Abos von gedruckten Zeitungen: Leerer Briefkasten

Es gibt noch Menschen, die gedruckte Zeitungen lesen. Wird die aber wochenlang nicht geliefert, braucht man sich über Abokündigungen nicht wundern.

mit Zeitungen vollgestopfte Briefkästen

Manchmal träumt man von der einen Zeitung – und bekommt am Ende die falsche Foto: CHROMORANGE/imago

Ich bin umgezogen. Ich habe es tatsächlich geschafft, eine Wohnung zu finden und mitten im Coronachaos umzuziehen. Meine Möbel und Familienmitglieder sind mitgekommen. Das Einzige, worauf ich sehr lange warten musste, war meine Zeitung.

Dabei ist das gar nicht so schwer. Mein neues Haus: ein Neubau mitten in Berlin. Der neue Briefkasten: groß, weiß und mit frisch gedrucktem Namensschild.

Die große Wochenzeitung, die ich jeden Donnerstag bekomme, nennen wir sie Z, hatte ich zwei Monate vor meinem Umzug über meine neue Adresse informiert. Dann zog ich um, aber mein Briefkasten blieb leer. Also füllte ich nochmal das Onlineformular aus. Mein Briefkasten blieb leer. Ich schrieb eine Mail und bekam immerhin eine Antwort. Eine automatisch generierte Mail, in der sinngemäß stand: Wir haben gerade echt viel zu tun wegen Corona, puh. Wir melden uns irgendwann, aber bitte, BITTE!, melden Sie sich nicht noch mal.

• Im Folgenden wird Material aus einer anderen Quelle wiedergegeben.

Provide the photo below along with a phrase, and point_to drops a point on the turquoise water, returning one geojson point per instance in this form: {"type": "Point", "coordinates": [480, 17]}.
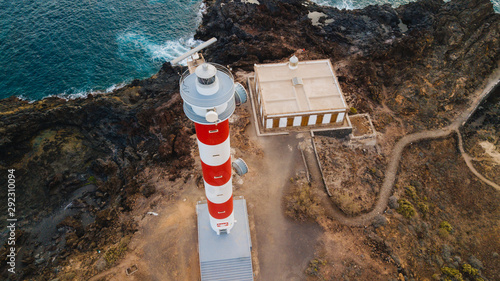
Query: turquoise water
{"type": "Point", "coordinates": [67, 47]}
{"type": "Point", "coordinates": [70, 48]}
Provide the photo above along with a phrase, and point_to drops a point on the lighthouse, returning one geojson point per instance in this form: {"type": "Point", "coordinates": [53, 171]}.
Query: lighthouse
{"type": "Point", "coordinates": [208, 96]}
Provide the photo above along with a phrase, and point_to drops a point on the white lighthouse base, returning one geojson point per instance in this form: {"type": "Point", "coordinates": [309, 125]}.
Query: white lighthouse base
{"type": "Point", "coordinates": [225, 256]}
{"type": "Point", "coordinates": [222, 226]}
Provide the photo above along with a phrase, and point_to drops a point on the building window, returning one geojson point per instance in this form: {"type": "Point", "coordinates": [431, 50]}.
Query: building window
{"type": "Point", "coordinates": [206, 81]}
{"type": "Point", "coordinates": [326, 118]}
{"type": "Point", "coordinates": [269, 124]}
{"type": "Point", "coordinates": [297, 120]}
{"type": "Point", "coordinates": [312, 120]}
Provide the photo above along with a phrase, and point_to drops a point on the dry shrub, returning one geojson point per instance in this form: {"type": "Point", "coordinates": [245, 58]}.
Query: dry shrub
{"type": "Point", "coordinates": [303, 203]}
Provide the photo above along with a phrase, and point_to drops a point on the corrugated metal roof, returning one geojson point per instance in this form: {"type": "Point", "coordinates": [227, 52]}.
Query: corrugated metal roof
{"type": "Point", "coordinates": [226, 256]}
{"type": "Point", "coordinates": [231, 270]}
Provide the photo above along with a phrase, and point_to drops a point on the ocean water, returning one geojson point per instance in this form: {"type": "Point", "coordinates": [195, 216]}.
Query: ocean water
{"type": "Point", "coordinates": [70, 48]}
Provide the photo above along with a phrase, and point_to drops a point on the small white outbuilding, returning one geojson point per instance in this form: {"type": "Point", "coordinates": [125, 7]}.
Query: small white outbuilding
{"type": "Point", "coordinates": [299, 94]}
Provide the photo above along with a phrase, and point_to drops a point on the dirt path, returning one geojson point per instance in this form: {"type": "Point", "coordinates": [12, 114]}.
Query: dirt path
{"type": "Point", "coordinates": [392, 167]}
{"type": "Point", "coordinates": [283, 247]}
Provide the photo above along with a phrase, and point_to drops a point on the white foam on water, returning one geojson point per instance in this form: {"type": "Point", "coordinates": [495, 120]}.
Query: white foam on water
{"type": "Point", "coordinates": [342, 4]}
{"type": "Point", "coordinates": [132, 41]}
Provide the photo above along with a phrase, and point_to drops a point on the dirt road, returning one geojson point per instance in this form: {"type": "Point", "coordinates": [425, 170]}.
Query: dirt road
{"type": "Point", "coordinates": [283, 247]}
{"type": "Point", "coordinates": [392, 167]}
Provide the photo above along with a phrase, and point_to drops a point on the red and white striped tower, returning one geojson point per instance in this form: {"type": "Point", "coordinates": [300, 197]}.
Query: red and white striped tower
{"type": "Point", "coordinates": [208, 96]}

Mein Briefkasten blieb leer, die dritte Woche in Folge.

Leere Kioskständer

Ich schrieb auch der Aboabteilung meiner kleinen Tageszeitung t. Deine t, hieß es, wird am 16. 4. zum ersten Mal an deine neue Adresse geschickt. Ein paar Tage später steckte sie tatsächlich in meinem Briefkasten – und gleich noch eine Zeitung, die ich nicht bestellt hatte. Die B.Z., Berlins Boulevardblättchen aus dem Hause Springer. Am gleichen Tag die t und die B.Z. zu lesen ist erfrischend, man lernt: Für Filterblasen braucht es kein Internet.

Auch am Kiosk war es schwierig, eine Zeitung zu bekommen. In meinem Späti versuchte ich, eine Süddeutsche zu kaufen. Auch die hatte ich mal im Abo, und weil ich einige Ausgaben verpasst hatte, hatte der Verlag mir Gutscheine geschickt. Der Verkäufer im Späti guckte auf den Gutschein und sagte: „Die nehm’ wa schon lange nich mehr.“

Am nächsten Donnerstag blieb mein Briefkasten wieder leer. Ich wählte die Hamburger Nummer des Z-Verlags. Nach zwanzig Minuten Warteschleifen-Düdel meldete sich eine freundliche Frauenstimme mit sächsischem Akzent, vermutlich aus einem Callcenter: „Ja, hm, verstehe, das ist ärgerlich … Tut mir leid … Ja, Ihre Mail sehe ich hier … Hat keiner geantwortet? … Komisch … Die neue Adresse, ja, die steht hier … Hm, verstehe ich nicht.“ Es dauerte zwei weitere Donnerstage, bis die Zeitung endlich in meinem Briefkasten steckte.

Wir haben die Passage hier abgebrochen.